Not Even Not Zen 225: Biomythography - Note 2

A Biomythography - Note 2
by Secret Hippie


Accidental Revisionism

Rarely do I remember how different things were. Coca-Cola, when I was nine years old, was so fundamentally different that I enjoy my occasional flashbacks to 'the best soda I ever had.' The event took place after I swam until I was exhausted, begged for vending machine money, and drank a small bottle of soda.

That's a tangible thing. Plus, there's evidence of the drink formulas from various eras. That's why so many people in our society remember the taste once being better despite Coca-Cola ads claiming otherwise. Less tangible and less easy to recall, I think, are the past contexts of our lives like those revealed in the terms we used. Some of them were regional sayings. For instance, I grew up oogling girls.

That was what the old men said. And I definitely did it. I liked to watch girls. Talking to them was more difficult. Sometimes I would freeze up completely. But I could half-close my eyes and just watch. Or watch with my mouth hanging open.

The term was pronounced oogling as in googling or "oooo, look at that."

Later, I learned that the dictionary said this was ogling. It was officially spelled differently and pronounced differently than I thought. (Whoever wrote the dictionary probably said, "oh, look at that.") Nowadays, the oogling form is gone entirely. It's been replaced by the official dictionary decision, at least in my region of the country. But oogling was a better word. You could just hear and almost see the wide-open eyes implied by it, the sheer dumbfoundedness in someone’s face.

Another term that was stolen from our colloquial history, was "yadada yadada." Somehow, perhaps from my friends using Yiddish slang, I started saying “yadada yadada” in place of “and so on, and so on.” I think my changeover to "yadada yadada" happened when I was around thirteen.
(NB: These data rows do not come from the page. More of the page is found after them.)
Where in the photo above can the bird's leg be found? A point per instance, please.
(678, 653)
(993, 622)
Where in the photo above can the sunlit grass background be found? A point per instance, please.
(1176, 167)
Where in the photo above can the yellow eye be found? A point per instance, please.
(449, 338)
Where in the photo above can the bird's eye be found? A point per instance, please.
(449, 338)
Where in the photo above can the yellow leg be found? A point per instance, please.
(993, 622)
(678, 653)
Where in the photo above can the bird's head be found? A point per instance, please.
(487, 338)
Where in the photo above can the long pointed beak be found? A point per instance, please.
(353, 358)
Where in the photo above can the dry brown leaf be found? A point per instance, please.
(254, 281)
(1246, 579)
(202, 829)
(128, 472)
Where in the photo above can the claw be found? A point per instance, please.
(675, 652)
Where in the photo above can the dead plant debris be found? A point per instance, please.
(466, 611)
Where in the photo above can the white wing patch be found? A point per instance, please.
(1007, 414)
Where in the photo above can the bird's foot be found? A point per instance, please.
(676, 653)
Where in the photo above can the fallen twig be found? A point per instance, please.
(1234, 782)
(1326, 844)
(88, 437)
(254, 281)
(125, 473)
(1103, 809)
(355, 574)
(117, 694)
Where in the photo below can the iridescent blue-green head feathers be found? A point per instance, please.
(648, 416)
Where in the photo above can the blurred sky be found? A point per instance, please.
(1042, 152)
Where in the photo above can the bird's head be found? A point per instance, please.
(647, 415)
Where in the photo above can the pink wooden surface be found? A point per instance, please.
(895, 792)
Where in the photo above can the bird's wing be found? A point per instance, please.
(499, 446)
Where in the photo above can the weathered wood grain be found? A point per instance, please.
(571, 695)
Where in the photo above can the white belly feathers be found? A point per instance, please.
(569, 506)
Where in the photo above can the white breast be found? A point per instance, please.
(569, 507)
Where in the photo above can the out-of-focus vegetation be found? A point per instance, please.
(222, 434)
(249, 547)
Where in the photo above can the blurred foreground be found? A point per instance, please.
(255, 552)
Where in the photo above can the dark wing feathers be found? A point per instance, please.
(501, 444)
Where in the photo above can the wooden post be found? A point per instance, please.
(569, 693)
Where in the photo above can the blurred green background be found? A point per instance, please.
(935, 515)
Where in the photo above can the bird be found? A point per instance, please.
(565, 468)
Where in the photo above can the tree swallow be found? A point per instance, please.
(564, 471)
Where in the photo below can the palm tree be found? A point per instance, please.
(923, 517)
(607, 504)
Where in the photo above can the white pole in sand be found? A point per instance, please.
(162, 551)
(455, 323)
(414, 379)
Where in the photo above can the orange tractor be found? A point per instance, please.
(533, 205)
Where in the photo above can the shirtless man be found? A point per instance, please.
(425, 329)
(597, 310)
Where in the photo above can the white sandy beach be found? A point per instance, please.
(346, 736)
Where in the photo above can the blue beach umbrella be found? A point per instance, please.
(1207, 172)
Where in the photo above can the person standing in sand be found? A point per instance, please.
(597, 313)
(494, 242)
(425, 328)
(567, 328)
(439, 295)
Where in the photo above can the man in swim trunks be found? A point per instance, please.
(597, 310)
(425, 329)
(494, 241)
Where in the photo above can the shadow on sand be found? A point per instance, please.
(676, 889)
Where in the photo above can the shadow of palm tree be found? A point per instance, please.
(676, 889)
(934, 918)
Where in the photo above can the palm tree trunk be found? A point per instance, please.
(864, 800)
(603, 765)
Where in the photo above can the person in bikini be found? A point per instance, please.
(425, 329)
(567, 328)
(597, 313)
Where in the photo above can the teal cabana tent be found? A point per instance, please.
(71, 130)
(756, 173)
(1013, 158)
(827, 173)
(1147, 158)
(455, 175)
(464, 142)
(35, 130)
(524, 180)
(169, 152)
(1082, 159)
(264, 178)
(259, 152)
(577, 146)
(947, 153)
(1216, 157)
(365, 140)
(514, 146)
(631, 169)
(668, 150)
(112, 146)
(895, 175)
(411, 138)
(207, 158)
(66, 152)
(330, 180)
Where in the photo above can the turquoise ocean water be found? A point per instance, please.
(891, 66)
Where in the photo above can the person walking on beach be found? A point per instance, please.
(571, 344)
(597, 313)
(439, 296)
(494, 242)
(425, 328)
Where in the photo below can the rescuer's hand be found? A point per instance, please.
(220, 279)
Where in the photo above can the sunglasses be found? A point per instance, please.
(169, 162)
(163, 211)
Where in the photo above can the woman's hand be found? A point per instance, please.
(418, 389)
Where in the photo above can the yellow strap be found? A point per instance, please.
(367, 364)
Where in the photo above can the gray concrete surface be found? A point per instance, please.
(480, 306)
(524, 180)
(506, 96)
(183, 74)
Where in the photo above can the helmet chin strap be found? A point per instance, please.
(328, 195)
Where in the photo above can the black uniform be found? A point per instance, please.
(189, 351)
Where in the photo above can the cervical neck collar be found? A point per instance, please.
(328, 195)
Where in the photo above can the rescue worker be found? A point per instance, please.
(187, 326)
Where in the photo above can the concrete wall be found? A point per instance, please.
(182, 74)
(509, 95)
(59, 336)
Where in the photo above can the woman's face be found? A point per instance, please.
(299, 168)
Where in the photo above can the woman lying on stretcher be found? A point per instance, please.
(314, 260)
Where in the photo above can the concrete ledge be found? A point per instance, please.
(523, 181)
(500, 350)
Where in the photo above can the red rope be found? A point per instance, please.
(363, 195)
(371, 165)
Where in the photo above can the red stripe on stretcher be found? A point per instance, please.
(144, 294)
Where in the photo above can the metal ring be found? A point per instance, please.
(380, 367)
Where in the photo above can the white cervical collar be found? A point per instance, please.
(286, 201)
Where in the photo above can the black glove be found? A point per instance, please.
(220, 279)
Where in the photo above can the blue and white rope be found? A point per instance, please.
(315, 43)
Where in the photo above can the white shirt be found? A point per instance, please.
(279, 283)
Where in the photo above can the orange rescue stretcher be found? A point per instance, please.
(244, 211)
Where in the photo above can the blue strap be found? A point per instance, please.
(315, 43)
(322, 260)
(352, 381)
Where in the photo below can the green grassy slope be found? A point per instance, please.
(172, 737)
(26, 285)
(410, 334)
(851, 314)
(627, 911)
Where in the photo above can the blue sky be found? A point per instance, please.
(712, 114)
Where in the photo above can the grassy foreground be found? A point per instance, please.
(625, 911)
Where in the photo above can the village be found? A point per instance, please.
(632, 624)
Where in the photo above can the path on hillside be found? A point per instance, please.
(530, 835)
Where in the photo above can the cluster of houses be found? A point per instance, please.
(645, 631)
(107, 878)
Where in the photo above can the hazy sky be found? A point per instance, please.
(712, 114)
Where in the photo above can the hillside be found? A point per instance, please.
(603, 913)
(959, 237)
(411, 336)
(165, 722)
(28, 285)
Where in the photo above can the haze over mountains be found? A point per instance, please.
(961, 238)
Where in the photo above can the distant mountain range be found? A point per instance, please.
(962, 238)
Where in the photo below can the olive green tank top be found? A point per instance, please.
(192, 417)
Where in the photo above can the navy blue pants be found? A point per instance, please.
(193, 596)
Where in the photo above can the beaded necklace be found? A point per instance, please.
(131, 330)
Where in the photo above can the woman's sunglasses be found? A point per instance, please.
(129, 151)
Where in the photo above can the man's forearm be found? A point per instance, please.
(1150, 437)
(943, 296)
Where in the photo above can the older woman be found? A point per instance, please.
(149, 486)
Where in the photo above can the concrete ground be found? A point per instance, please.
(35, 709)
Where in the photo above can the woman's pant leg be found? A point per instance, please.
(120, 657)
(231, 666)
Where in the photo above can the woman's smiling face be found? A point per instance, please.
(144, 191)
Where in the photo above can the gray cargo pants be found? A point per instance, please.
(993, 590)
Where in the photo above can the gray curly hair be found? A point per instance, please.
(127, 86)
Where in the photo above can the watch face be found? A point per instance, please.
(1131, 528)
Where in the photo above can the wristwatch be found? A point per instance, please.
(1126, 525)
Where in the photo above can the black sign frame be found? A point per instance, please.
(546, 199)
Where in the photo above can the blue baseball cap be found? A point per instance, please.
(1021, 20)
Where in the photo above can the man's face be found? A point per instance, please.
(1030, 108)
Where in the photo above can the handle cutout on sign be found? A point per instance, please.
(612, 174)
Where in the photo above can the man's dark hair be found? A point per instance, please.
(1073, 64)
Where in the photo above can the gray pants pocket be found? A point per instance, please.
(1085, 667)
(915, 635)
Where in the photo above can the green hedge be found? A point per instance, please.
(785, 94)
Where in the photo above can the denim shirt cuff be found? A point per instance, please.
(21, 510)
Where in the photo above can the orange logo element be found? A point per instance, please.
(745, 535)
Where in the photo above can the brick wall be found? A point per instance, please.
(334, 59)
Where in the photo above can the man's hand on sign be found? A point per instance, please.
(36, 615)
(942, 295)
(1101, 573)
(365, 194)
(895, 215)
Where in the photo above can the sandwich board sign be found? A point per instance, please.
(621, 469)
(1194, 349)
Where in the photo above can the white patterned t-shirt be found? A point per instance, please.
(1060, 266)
There was a childish joy in saying a string of nonsense syllables and having everyone know what you meant. No one could define “yadada yadada” but everyone smiled and nodded at it.

In the late 1980s, though, after I had been spewing out my multisyllabic nonsense for over a decade, a new TV show came out that re-set the standard phrase. That show was Seinfeld. Suddenly, people started to look at me funny when I talked to them exactly as I always had before.

I actually had a few friends try to correct me. At this point, I may not have owned a television. But I was forced to learn about the show Seinfeld. Because whenever I said yadada yadada, which was often, I would get an involuntary education on how funny this program was.

Everyone loved it. I hadn’t seen it and already I hated it.

At this point, I wonder if anyone remembers that "yadada yadada” once existed. As far as I can tell, there's a lot of revisionism about the past that isn't deliberate. It just happens. Everybody backfills their memories with wrong stuff from television shows. ads, or current cultural norms. Little snippets get left out of our national or regional stories. Elements of personal contexts get lost.

Gone forever or radically changed are oogling, ping, flannel cake, twilight, wampum, sneakies, catfish, mixed marriage, sick, thongs, and so many others, yadada, yadada. You know what I mean.